- Born: September 6, 1980 (age 46) Paris, France
- Genres: contemporary classical, electronic
- Occupation: composer
- Labels: New Amsterdam Records, Nonesuch

= Daniel Wohl =

French-American composer

Daniel Wohl (born September 6, 1980) is a Paris, France born composer based in Los Angeles, California, known for his use of both electronic and acoustic instruments.

==Education==
Wohl holds degrees in composition from Bard College, University of Michigan and the Yale School of Music. His teachers include composers David Lang, Martin Bresnick, Joan Tower, Bright Sheng, Ingram Marshall, William Bolcom and Aaron Jay Kernis.

==Career==
His music has been programmed by contemporary classical ensembles such as So Percussion, the London Contemporary Orchestra, the Los Angeles Philharmonic, The Chicago Symphony Orchestra the Calder Quartet, Eighth Blackbird, and the American Symphony Orchestra in a variety of settings including Carnegie Hall, The Broad, the Hollywood Bowl, MoMA PS1, Le Poisson Rouge, the Dia Beacon, and Mass MoCA. He has also collaborated with electronic artists including Laurel Halo, Julia Holter, and Son Lux.

In 2013, Wohl released his first full-length album, Corps Exquis, on New Amsterdam Records to broad critical acclaim. The New York Times praised it as a "boldly surreal aural experience" while Pitchfork gave it high marks calling Wohl "an original voice." His second album, Holographic, was commissioned by performing arts organizations Liquid Music (of The Saint Paul Chamber Orchestra), the Massachusetts Museum of Contemporary Art, the Baryshnikov Arts Center and the Indianapolis Museum of Art, and was released in 2013, again on New Amsterdam Records. His third album Etat came out on Nonesuch Records and New Amsterdam in June 2019.

In 2012 Wohl collaborated on the score for The Color of Time, a film about poet C.K. Williams featuring James Franco, Mila Kunis and Jessica Chastain.
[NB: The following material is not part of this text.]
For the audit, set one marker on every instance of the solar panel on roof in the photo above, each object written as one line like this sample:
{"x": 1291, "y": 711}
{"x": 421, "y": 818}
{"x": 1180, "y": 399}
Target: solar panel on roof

In 2018 and 2019 he scored two of Oscar winning director Morgan Neville's documentaries: They'll Love Me When I'm Dead and Shangri-LA. The same years he wrote the music for Project Blue Book, a television series produced by Robert Zemeckis.

From 2008 to 2015, Wohl served on the music composition faculty at Sarah Lawrence College in New York.